Unter der Kukulle trägt er einen dunkelgrauen Standard Overall der echten Brückencrew.
Über den Lippen lag ein Summen. Er wechselte die Tonfolge und stieg barfüßig in die bereitstehenden "Stiefel" – die Edos. Die Geschwätzigen lederartigen Lebewesen umspannen seine Füße und Waden wie Stiefelschafte. Die Fußsohlen, sie hafteten jetzt an den Edos', bestanden aus denselben Steinen wie die Klingen der Rundschwerter. Sobald sie Minn's Hautwärme fühlten, entsprang denen ein aufgewecktes Schwatzen. Für Außenstehende hört es sich allerdings wie unstimmige rostige Glöckchen an.
Minn ist mental mit dem nach schwarzen Lederstiefeln aussehenden verschmolzen. Zur Kommunikation benutzt er jene krächzenden, schräg klingenden summ Töne.
Für einen lauen Moment hielt Minn die Zeit um sich herum an und schwatzte mit ihnen. Hernach nahm er das Pogna cor – Rundschwert – aus der Wandhalterung. Was er in den Händen hielt, war nicht das künstliche klobige Ding, das er zu Übungszwecken benutzt. Oh nein! Das hier war ein Echtes! Die Kampfkünstler, zu denen zählt anscheinend auch Captain Minn, bezeichnen das Pogna cor als Herz des Kampfes.
Wie das lebendige Prachtstück eines Valpas Swa – eines Kampfkunstmeisters in seinem Besitz – eines Freiheitskämpfers gelangt ist, kann er nicht sagen.
Fakt ist: Für den anstehenden Brücken Einsatz, hatte er einen Plan geschmiedet, bei dem er es Krachen lassen will. Im Vorfeld wollte er aus dem Depot ein Übungs-Pogna cor leihen.
Der zuständige Offizier jedoch teilte ihm mit, das sein Pogna cor im Tresorraum eingelagert ist.
Minn bezweifelte es.

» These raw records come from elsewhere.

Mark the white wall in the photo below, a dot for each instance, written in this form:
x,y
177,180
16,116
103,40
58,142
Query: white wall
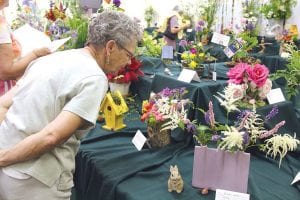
x,y
136,8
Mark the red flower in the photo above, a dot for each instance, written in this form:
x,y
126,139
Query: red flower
x,y
128,73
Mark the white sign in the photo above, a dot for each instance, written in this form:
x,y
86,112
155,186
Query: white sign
x,y
275,96
187,75
31,38
220,39
232,48
167,52
296,179
229,195
139,140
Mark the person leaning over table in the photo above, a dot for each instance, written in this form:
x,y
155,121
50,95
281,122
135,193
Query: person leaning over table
x,y
11,65
174,27
54,104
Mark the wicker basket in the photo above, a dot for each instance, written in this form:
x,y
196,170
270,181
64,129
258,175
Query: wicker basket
x,y
158,138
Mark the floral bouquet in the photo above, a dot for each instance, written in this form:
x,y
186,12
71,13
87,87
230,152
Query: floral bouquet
x,y
128,73
163,112
248,84
247,131
194,55
278,9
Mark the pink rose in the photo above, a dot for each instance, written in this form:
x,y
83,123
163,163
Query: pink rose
x,y
236,74
258,74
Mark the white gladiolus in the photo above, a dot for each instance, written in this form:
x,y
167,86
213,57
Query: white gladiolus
x,y
280,145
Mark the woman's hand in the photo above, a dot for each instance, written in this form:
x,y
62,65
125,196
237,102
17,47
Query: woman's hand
x,y
41,52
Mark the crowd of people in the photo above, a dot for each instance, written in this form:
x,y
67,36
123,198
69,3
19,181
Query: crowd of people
x,y
50,100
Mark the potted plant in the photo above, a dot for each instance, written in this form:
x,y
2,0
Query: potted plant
x,y
227,166
248,84
292,73
122,79
194,56
163,112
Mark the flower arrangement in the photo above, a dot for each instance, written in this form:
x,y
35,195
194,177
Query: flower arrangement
x,y
248,84
128,73
247,131
194,55
278,9
167,108
29,13
292,73
150,46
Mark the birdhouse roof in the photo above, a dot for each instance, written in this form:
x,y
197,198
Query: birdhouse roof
x,y
120,107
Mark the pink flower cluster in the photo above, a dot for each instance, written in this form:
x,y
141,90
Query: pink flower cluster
x,y
253,79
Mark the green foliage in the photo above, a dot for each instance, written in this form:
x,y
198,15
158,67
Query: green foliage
x,y
278,9
150,46
149,15
291,74
79,23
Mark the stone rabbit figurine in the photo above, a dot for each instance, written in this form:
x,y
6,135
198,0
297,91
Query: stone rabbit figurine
x,y
175,182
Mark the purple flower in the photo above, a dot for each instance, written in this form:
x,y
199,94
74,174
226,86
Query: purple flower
x,y
201,23
246,138
285,32
182,43
117,3
272,113
198,28
215,138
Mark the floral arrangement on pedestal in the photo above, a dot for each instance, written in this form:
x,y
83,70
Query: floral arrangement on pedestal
x,y
150,46
60,25
248,84
128,73
28,12
163,112
194,56
122,79
292,73
278,9
247,131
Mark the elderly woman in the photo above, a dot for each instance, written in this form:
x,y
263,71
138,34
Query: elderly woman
x,y
54,104
11,66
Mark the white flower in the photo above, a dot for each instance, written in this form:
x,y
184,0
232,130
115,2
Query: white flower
x,y
280,145
233,138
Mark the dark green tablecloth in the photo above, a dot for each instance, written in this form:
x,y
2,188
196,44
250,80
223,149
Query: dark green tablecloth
x,y
109,167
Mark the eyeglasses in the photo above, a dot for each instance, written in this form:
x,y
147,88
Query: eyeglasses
x,y
128,53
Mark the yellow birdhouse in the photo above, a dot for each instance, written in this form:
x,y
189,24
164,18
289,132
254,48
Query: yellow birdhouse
x,y
113,107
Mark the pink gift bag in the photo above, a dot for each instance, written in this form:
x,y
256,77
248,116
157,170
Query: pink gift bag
x,y
218,169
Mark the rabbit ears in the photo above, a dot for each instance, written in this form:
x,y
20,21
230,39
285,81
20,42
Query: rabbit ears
x,y
173,168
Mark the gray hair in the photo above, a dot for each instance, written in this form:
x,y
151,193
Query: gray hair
x,y
113,25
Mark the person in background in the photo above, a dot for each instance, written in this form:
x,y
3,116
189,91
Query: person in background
x,y
12,66
54,104
174,27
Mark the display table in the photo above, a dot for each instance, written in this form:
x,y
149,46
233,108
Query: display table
x,y
109,167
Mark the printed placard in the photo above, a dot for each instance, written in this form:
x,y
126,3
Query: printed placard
x,y
167,52
232,48
275,96
187,75
220,39
296,179
139,140
226,195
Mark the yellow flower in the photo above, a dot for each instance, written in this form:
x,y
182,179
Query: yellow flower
x,y
193,64
184,55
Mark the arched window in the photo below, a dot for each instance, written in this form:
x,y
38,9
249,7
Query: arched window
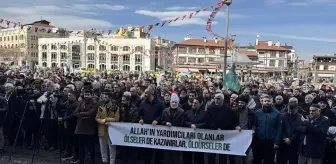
x,y
63,47
138,68
102,56
126,68
126,58
53,47
102,48
114,48
138,48
44,64
138,58
91,47
114,57
91,66
90,56
53,65
102,67
126,48
114,67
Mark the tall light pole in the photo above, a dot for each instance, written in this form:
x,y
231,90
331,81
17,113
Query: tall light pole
x,y
227,3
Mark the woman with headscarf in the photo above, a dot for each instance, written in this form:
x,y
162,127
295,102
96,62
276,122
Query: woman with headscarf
x,y
172,116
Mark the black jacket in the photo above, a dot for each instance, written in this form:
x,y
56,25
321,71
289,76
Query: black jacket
x,y
289,125
315,133
150,111
250,117
220,117
195,117
174,116
69,109
129,114
3,110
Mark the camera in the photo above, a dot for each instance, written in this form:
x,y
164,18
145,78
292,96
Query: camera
x,y
292,105
23,93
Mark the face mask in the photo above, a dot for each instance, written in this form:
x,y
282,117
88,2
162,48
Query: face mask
x,y
266,106
174,105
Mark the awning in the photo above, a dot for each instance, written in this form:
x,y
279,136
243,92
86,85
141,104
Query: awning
x,y
181,70
193,70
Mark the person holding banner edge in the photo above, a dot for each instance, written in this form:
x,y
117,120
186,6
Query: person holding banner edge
x,y
220,117
194,118
151,109
172,116
107,112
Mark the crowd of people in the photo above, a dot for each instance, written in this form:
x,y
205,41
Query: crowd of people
x,y
71,113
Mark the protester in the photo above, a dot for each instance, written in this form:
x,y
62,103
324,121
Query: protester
x,y
313,132
267,129
220,117
107,113
172,116
194,119
294,126
86,125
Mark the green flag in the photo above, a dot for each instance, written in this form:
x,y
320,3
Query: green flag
x,y
231,80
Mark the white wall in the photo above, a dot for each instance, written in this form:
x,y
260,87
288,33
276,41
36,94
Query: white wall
x,y
147,44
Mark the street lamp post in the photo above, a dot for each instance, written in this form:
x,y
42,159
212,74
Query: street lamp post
x,y
227,3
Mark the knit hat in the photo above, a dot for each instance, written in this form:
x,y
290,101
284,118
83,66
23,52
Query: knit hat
x,y
244,99
9,85
315,106
174,97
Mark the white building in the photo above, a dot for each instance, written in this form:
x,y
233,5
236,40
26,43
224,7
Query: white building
x,y
19,45
102,53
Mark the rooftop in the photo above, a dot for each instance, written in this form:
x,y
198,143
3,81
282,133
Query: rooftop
x,y
41,23
264,45
205,43
248,52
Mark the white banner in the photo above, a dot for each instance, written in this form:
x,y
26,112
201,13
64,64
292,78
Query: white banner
x,y
181,139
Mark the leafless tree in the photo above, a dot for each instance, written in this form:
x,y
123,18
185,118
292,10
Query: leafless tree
x,y
10,54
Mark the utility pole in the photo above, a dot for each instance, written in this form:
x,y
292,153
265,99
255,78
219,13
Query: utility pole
x,y
227,3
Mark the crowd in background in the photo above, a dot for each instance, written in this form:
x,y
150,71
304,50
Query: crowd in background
x,y
72,113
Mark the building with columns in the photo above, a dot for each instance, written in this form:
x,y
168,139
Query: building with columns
x,y
199,55
20,45
102,53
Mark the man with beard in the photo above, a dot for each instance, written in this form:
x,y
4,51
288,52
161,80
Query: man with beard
x,y
220,117
306,105
128,113
135,98
267,128
107,113
279,104
207,99
172,116
86,125
12,120
252,101
288,148
330,98
117,93
194,119
69,124
150,113
166,99
313,136
3,111
187,106
245,122
299,95
325,111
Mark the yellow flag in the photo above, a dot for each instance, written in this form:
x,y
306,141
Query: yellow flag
x,y
121,31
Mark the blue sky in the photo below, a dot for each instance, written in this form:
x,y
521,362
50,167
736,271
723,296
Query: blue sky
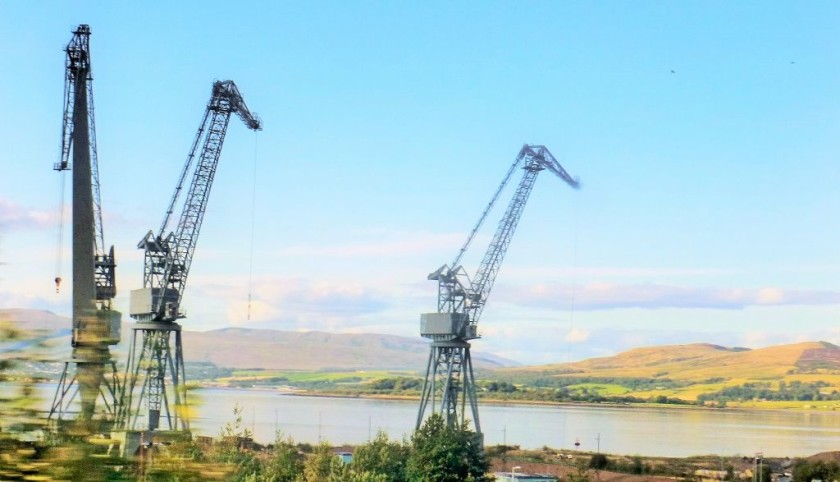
x,y
705,135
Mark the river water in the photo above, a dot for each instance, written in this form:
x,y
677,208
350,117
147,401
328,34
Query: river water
x,y
621,430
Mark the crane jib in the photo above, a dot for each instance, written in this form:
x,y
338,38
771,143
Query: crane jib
x,y
450,382
168,257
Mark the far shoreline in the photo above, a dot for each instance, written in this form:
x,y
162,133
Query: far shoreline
x,y
497,402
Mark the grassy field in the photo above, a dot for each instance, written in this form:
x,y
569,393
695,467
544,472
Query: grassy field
x,y
657,375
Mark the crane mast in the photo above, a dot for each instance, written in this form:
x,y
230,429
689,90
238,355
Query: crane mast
x,y
167,261
96,325
450,382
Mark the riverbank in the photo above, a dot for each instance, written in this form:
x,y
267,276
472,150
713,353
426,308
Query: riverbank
x,y
758,405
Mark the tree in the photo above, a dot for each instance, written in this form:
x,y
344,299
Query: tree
x,y
380,456
319,465
443,453
229,450
285,463
806,471
598,462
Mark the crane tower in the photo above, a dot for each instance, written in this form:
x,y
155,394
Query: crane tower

Allerdings ein routinemäßig vor der Eingangschleuse gemachter Scan bestätigte die Aussage vom Offizier.
Mit unsicheren Füßen schritt Minn durch den Zweiten Scanner, in Gedanken hörte er schon den Eindringlingsalarm. …
Zu seiner Überraschung ertönte das Einlass Jingle und er bekam den Verwahrungsort genannt.
In Kammer 8 standen 5 Reihen mit je 10 Safes mit der Größe von geräumigen Kleiderschränken. Vor der Nummer 12 blieb er stehen. Neben seinen kompletten Kampfkleidungen verharrte an der tiefgekühlten mittel Wand, unter einer dicken Schneeschicht, das Übungsteil. Dachte er, bis sich der Schnee unter den Händen bewegte. Er hielt es für Einbildung und griff zu, die davon ausgehende mentale Kraft war überwältigend, ihm nahm es fast den Atem.
Die freigesetzte Energie verdampfte augenblicklich den zum Kälteschlaf aufgebrachten Schnee. Vor ihm hing tatsächlich ein echtes Pogna cor, es war ein Prachtstück. Dass, wie er an der sphärischen Signatur fühlte, zu ihm gehört.
Er begutachtete es: Am Handschutz sowie an der Klinge sind diverse Kampfspuren. Und das, obwohl die Rundklinge aus unzerstörbarem Stein besteht. Dem auch nur einen Kratzer zu verpassen bedurfte es Psi-Kräfte, die man nur mit solchen abwehren kann.